These are some of the questions arising from an aggressive effort by the newest, youngest member of the BART Board of Directors, Zakhary Mallett, who has proposed severing BART’s partnership with the San Francisco Municipal Transportation Authority to end their joint "A" Fast Pass program that allows unlimited rides on both systems for $74 per month.

And after he’s done with that, Mallett says he’ll take aim at the BART fare structure that charges $1.75 for rides of six miles or less, saying that San Francisco residents shouldn’t be able to access BART’s relatively luxurious trains for less than the $2 it costs to catch a Muni bus.

These are arguments that the 25-year-old Mallet started making last year when he successfully ran against longtime Director Lynette Sweet of San Francisco, with the El Sobrante resident snatching the District 7 seat that represents slivers of San Francisco, Alameda, and Contra Costa counties.  

Mallett, who has a master’s degree in city planning from UC Berkeley, claims his stand is about “fairer fares” and ending “cross subsidies” among various transit riders. But BART  President Tom Radulovich -- the Livable City executive director who has represented San Francisco on the board for more than 16 years -- said his new colleague is simply wrong in his assessment, and that’s he’s pushing it in inappropriate ways.

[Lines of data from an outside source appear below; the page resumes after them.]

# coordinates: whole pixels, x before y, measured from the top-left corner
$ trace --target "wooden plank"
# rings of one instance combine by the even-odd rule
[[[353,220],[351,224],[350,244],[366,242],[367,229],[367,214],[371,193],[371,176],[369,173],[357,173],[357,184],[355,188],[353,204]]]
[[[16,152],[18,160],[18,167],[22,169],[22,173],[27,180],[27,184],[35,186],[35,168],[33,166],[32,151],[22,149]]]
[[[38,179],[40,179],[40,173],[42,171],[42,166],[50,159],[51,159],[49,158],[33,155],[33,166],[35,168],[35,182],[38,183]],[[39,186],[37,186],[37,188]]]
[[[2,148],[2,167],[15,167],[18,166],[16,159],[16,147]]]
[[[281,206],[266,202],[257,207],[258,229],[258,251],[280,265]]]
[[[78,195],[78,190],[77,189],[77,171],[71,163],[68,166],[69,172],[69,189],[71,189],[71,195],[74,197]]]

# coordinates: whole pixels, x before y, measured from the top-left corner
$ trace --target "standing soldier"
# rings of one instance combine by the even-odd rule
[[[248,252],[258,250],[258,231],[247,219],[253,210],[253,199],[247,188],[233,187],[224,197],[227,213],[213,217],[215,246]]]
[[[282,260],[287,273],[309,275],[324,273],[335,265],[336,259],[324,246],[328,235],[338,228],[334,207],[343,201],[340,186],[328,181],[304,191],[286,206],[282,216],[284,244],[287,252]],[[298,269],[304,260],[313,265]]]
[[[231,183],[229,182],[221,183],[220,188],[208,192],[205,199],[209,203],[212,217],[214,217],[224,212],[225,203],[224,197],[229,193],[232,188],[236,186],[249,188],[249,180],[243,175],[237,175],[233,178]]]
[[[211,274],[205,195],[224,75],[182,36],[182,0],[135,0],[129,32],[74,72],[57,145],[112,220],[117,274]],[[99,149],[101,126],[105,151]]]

“I think the Fast Pass works,” Radulovich told us. “I’d love to see us go in the opposite direction [that Mallett is proposing], with more passes for more parts of the system.”

Mallett’s basic argument concerns the difference between the "M" Fast Pass, which allows unlimited rides on Muni for $64 per month, and the "A" Fast Pass, which lets riders also use BART for an extra $10 per month. SFMTA pays BART $1.02 for each of those rides, so Mallett believes that riders who take more than 10 trips per month on BART are being subsidized by other Muni riders. Nevermind the fact that the reason people buy Fast Passes is precisely because they are a bargain for heavy users of the transit system.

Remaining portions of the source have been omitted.